The Repercussions of Clipping a Parrot’s Wings by Matthew Dexter


Last night, I loaded the pipe with freebase and watched the Houston Astros balling
through the rusty rabbit ears. Ocean orange, fluorescent lime-green lizard licking rheum
from elfin earlobes and cracked corners of bumblebee-black-and-yellowed sclera, lipids
collaged upon soggy tile strewn with beach sand and albóndigas. I have a problem: spring breakers fornicating through stucco walls. Atavistic catcalls swallow the drone of static. We listen, absorbing all prerequisite lessons from Spanish professors creeping through throbbing spasms and porous nostrils filled with Mexican cocaine.

Skulls batter antique headboards–freshly painted by the parrot yesterday. I covered her feathers with pink and she smeared it.
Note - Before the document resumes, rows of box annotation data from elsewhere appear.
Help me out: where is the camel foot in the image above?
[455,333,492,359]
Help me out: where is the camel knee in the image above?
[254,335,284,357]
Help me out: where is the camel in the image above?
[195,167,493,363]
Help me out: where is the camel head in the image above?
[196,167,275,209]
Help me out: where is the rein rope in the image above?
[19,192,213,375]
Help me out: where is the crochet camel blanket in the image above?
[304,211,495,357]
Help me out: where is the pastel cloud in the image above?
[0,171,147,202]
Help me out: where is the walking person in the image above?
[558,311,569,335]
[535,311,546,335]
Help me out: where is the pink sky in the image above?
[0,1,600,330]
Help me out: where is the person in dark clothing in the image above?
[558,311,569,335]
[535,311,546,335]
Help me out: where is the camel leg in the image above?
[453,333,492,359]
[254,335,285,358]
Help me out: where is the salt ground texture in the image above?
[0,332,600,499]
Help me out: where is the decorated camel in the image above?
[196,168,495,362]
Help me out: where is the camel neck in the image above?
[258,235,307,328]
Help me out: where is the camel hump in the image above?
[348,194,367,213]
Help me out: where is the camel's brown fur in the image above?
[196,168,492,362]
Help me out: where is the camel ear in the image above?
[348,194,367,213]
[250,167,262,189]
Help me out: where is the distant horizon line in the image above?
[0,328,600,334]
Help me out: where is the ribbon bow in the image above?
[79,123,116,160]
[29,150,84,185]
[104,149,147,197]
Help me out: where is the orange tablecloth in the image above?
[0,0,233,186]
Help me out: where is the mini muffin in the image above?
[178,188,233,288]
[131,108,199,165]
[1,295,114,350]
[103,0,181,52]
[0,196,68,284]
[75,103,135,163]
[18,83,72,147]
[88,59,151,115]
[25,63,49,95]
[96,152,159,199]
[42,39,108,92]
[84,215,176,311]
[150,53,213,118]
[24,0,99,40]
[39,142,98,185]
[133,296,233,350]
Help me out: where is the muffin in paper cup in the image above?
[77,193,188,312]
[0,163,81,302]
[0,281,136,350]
The spring breakers are invading the tropical air with the weightless inertia of parrot diarrhea in a hurricane eye-wall.

I am floating; a cartel kingpin on a kite surfing expedition…but now fragile darkness engulfs each excursion. My belly sliced; half-digested meatballs mixed with intestines, spliced flesh folded in origami fashion. Ex-husband’s parrot is the czar of the kitchen. Rabid, claws are clockwork for the freshly blind. My kitten gets decapitated.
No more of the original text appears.